I have this overwhelming urge to analyze my emotions, twitches, reasons for someone doing something, and why Starbucks is now sounding rejuvinating verus the usual regurgitating. The fact that I’m analyzing why I’m so analytical is beyond being piteous, yet I continue in my nonpliant ways.
somewhat on the same path but a tad lost in the woods…
Odd, that the one portrait I claim my “pride and joy” is the one I had originally thought as beyond reality, miles of lead I’d never complete. Old Man Dare was indefinitely put off, though it was finished, and I don’t recall how. I blocked redundant and high pitched transit passengers from acknowledgement as I drew, lined, blended. An old man became the putrid suggestion of someone breathing upon my neck; and I squinted, tilted, sighed. TV sitcoms and revered Hollywood productions acted as background while I perfected wrinkles, tweaked greying hair, and shaded shirt collars.
Yes, I’m looking at this portrait, in a sketchbook, but not a sketch. This man pushed me, kicked me, made me grovel in anticipation of a final redemption in my accomplished 2b against bristol. Determined to make the last mark and close the pages on those eyes…
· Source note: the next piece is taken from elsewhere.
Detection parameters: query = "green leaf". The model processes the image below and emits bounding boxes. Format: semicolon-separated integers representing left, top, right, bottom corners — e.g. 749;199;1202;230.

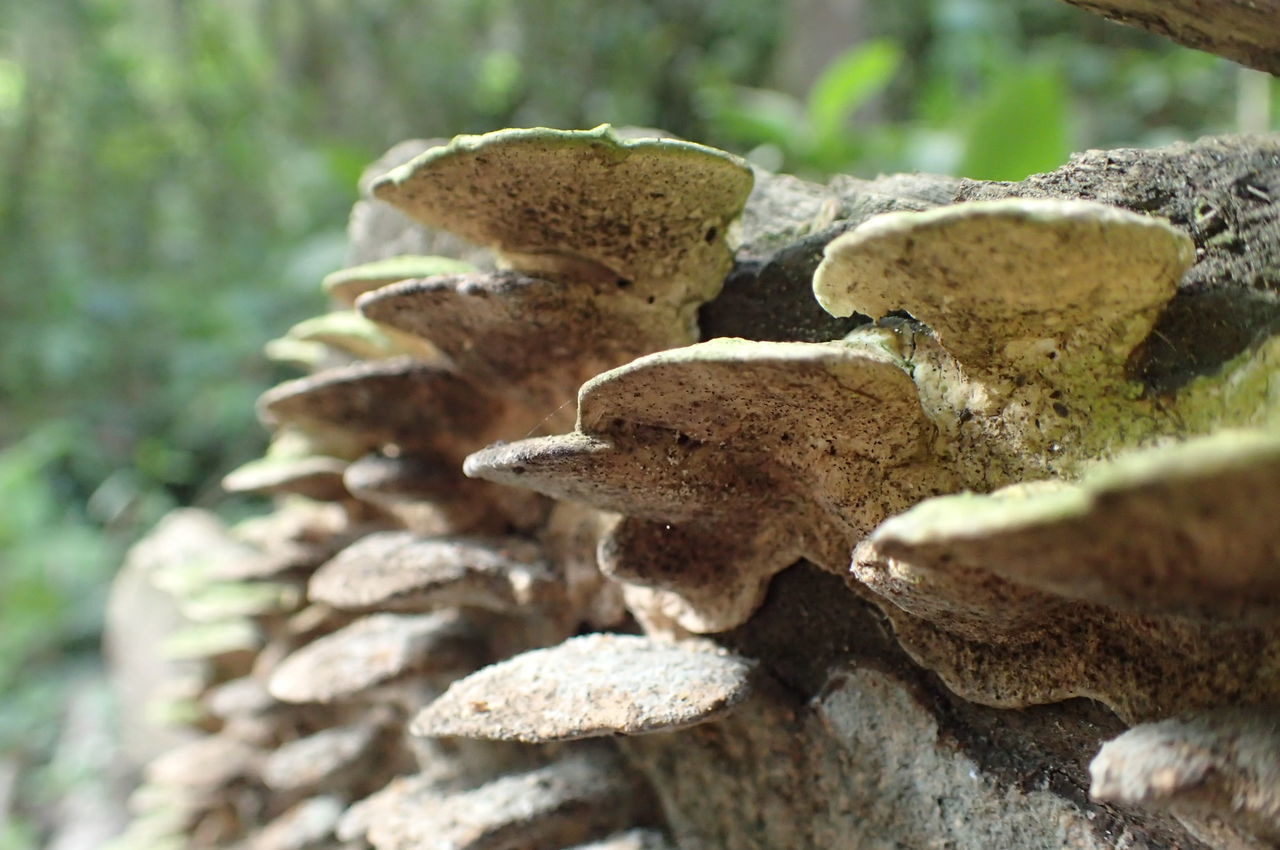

lost…my mind is wandering so much today, vaseline has been injected into my whatevers and I fly with this…sense of carelessness covered in cloak of anticipation. Of what I haven’t the faintest. I want this, I want that, don’t, do, lie to myself, sing loudly with a song, curse it the next second. I do believe my world has been tossed and shaken up the past few weeks, and I look forward to the next occurance, as I think it will actually balance all this rubble flat to the ground. If not, well, at least the rocks will be up in the air ready for me to throw at the next annoyance in my way.